Le réseau d’irrigation qui permettait dans l’Antiquité une agriculture florissante a en effet disparu, entièrement détruit lors des vagues d’invasions mongoles du Moyen Age. Et, depuis lors, la plaine est devenue stérile et la bonne terre, rare, objet de toutes les convoitises. La situation politique et les troubles n’ont rien arrangé jusqu’à la fin des années 1980.

Depuis cette époque, le gouvernement turc a peu à peu élaboré un vaste plan de remise en valeur de la zone. Il s’agissait tout d’abord de produire de l’électricité et de contrôler l’eau, grâce à la construction de barrages sur les deux fleuves. Puis l’idée a fait son chemin de participer à un développement plus large de cette Mésopotamie turque, notamment en permettant de sédentariser les Kurdes et autres nomades par l’augmentation des surfaces cultivables et des possibilités d’emploi.

Cet objectif, au départ en partie politique et géostratégique, a eu des retombées incalculables. Aujourd’hui, plus d’une vingtaine d’années après, le projet GAP –initiales de « Projet pour l’Anatolie du Sud-Est », en turc– a non seulement permis la construction des barrages, avec leur lot de lacs artificiels et de villages engloutis, mais il a surtout redonné vie à la plaine, notamment près de Sanliurfa. 

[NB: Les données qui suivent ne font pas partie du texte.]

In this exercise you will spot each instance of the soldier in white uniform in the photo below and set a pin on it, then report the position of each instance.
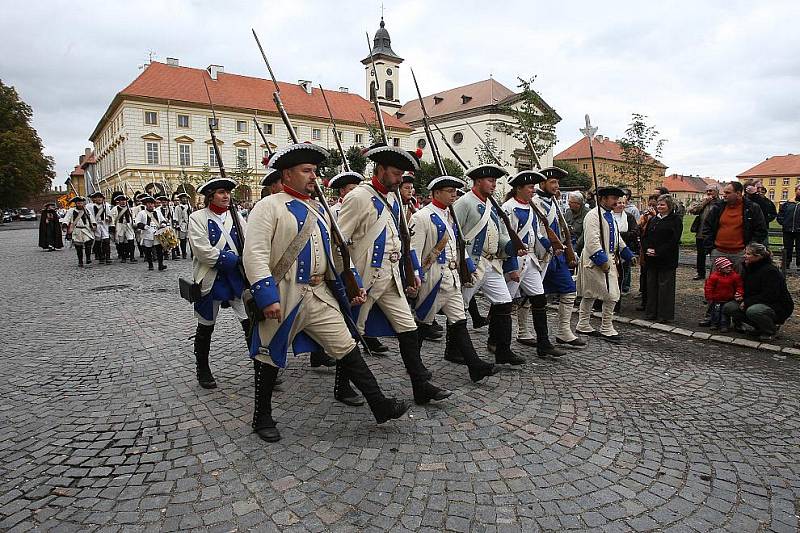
(149, 220)
(101, 212)
(181, 220)
(80, 225)
(603, 249)
(434, 239)
(527, 284)
(369, 219)
(288, 260)
(488, 244)
(122, 227)
(216, 266)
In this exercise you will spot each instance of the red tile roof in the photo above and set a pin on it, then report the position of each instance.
(184, 84)
(604, 148)
(694, 184)
(778, 165)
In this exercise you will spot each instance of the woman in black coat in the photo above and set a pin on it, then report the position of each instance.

Un réseau de canaux d’irrigation en béton quadrille la campagne ; la plaine est verte, le coton et les céréales poussent à l’ombre des arbres et les enfants jouent dans les bassins formés par les siphons. Le long des routes, les fabriques de tissu fleurissent et, en face, les concessionnaires de tracteurs allemands et hollandais font fortune. 

La prospérité qui semble rejaillir sur la région permet de grands projets et beaucoup se prennent à rêver de faire venir les touristes dans une zone au patrimoine formidable. Dans le cadre du projet GAP, la ville de Sanliurfa construit ainsi un gigantesque complexe muséal sur le site même où furent récemment mises au jour des mosaïques d’époque romaine. Non loin, à Göbekli Tepe, des archéologues allemands mettent au jour des cercles de pierre et des stèles anthropomorphes qui seraient le plus ancien exemple d’architecture en dur et de sculpture monumentale de l’histoire humaine. 

Un site qui, encore peu connu du grand public en Occident, fait déjà la fierté des habitants de la région qui renouent ainsi avec un passé millénaire et une histoire fabuleuse.

Quand on songe à l’instabilité qui gagne tout le Proche et le Moyen-Orient, quand on songe aux fondamentalismes, aux extrémismes, à la haine et à l’intolérance qui s’y répandent comme des traînées de soufre ; quand on songe à la difficulté de bâtir des nations multiculturelles, et plus encore à la difficulté de renoncer aux armes, on ne peut sincèrement qu’espérer que les changements mis en œuvre dans le Sud-Est de la Turquie soient l’aube d’une ère nouvelle et que chaque camp saisisse ses responsabilités afin de contribuer à une stabilisation durable.

Il y assurément encore bien des difficultés, des problèmes à surmonter, des blessures à panser –la déception causée par les annonces constitutionnelles de M. Erdogan en fera hélas partie– mais n’est-il pas fascinant de voir l’avenir se construire ? Ne serait-il pas plus fascinant, plus merveilleux encore, de s’y intéresser et peut-être de l’encourager ? La paix à éclore dans cette contrée pourrait être un exemple pour toute la région.